PreMiEr Publications


Controlling taxa abundance improves metatranscriptomics differential analysis

Ji, Z., Ma, L. Controlling taxa abundance improves metatranscriptomics differential analysis. BMC Microbiol 23, 60 (2023).


A common task in analyzing metatranscriptomics data is to identify microbial metabolic pathways with differential RNA abundances across multiple sample groups. With information from paired metagenomics data, some differential methods control for either DNA or taxa abundances to address their strong correlation with RNA abundance. However, it remains unknown if both factors need to be controlled for simultaneously.


We discovered that when either DNA or taxa abundance is controlled for, RNA abundance still has a strong partial correlation with the other factor. In both simulation studies and a real data analysis, we demonstrated that controlling for both DNA and taxa abundances leads to superior performance compared to only controlling for one factor.


To fully address the confounding effects in analyzing metatranscriptomics data, both DNA and taxa abundances need to be controlled for in the differential analysis.

Leveraging scheme for cross-study microbiome machine learning prediction and feature evaluations

Song, K.; Zhou, Y.-H. Leveraging Scheme for Cross-Study Microbiome Machine Learning Prediction and Feature Evaluations. Bioengineering 2023, 10, 231.

The microbiota has proved to be one of the critical factors for many diseases, and researchers have been using microbiome data for disease prediction. However, models trained on one independent microbiome study may not be easily applicable to other independent studies due to the high level of variability in microbiome data. In this study, we developed a method for improving the generalizability and interpretability of machine learning models for predicting three different diseases (colorectal cancer, Crohn’s disease, and immunotherapy response) using nine independent microbiome datasets. Our method involves combining a smaller dataset with a larger dataset, and we found that using at least 25% of the target samples in the source data resulted in improved model performance. We determined random forest as our top model and employed feature selection to identify common and important taxa for disease prediction across the different studies. Our results suggest that this leveraging scheme is a promising approach for improving the accuracy and interpretability of machine learning models for predicting diseases based on microbiome data.


C3NA: correlation and consensus-based cross-taxonomy network analysis for compositional microbial data

Song, K., Zhou, YH. C3NA: correlation and consensus-based cross-taxonomy network analysis for compositional microbial data. BMC Bioinformatics 23, 468 (2022).


Studying the co-occurrence network structure of microbial samples is one of the critical approaches to understanding the perplexing and delicate relationship between the microbe, host, and diseases.
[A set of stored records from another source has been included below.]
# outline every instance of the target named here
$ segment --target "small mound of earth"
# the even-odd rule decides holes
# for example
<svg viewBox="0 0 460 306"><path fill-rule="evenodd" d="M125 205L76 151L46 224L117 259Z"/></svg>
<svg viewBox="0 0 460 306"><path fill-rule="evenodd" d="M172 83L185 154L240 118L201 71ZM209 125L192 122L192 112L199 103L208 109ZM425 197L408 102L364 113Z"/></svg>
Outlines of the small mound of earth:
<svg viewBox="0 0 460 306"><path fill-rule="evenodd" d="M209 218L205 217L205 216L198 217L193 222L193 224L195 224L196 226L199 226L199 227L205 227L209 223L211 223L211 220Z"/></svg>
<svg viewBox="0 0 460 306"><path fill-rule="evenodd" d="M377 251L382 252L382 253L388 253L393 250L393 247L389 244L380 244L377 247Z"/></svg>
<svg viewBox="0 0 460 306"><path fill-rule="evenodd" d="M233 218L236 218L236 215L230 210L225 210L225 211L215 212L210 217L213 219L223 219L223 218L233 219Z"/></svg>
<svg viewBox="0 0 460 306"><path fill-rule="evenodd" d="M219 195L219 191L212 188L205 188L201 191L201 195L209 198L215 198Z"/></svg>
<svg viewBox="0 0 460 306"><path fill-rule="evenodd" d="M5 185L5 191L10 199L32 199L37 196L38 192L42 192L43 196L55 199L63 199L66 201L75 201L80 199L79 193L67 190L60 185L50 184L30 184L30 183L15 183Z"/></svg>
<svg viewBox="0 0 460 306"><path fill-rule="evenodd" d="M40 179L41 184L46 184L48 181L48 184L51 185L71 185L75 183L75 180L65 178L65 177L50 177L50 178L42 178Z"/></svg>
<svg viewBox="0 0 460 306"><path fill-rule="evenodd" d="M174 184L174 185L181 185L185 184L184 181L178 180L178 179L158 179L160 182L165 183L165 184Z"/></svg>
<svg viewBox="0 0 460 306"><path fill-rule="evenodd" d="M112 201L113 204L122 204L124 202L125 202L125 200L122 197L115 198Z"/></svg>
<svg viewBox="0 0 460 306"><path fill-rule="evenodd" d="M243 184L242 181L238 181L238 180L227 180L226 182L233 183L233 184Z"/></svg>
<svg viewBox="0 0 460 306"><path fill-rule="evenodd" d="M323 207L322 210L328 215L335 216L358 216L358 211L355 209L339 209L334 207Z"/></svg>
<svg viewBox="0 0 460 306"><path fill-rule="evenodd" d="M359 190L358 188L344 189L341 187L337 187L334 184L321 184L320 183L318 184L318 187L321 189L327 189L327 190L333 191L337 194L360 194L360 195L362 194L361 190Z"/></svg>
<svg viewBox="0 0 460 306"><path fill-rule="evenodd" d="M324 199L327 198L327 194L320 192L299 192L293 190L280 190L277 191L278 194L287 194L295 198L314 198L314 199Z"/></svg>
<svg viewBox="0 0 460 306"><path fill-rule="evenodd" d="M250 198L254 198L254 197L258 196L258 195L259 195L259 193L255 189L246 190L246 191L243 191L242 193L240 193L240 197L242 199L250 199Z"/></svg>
It is also critical to develop a tool for investigating co-occurrence networks and differential abundance analyses to reveal the disease-related taxa–taxa relationship. In addition, it is also necessary to tighten the co-occurrence network into smaller modules to increase the ability for functional annotation and interpretability of  these taxa-taxa relationships.  Also, it is critical to retain the phylogenetic relationship among the taxa to identify differential abundance patterns, which can be used to resolve contradicting functions reported by different studies.


In this article, we present Correlation and Consensus-based Cross-taxonomy Network Analysis (C3NA), a user-friendly R package for investigating compositional microbial sequencing data to identify and compare co-occurrence patterns across different taxonomic levels. C3NA contains two interactive graphic user interfaces (Shiny applications), one of them dedicated to the comparison between two diagnoses, e.g., disease versus control. We used C3NA to analyze two well-studied diseases, colorectal cancer, and Crohn’s disease. We discovered clusters of study and disease-dependent taxa that overlap with known functional taxa studied by other discovery studies and differential abundance analyses.


C3NA offers a new microbial data analyses pipeline for refined and enriched taxa–taxa co-occurrence network analyses, and the usability was further expanded via the built-in Shiny applications for interactive investigation.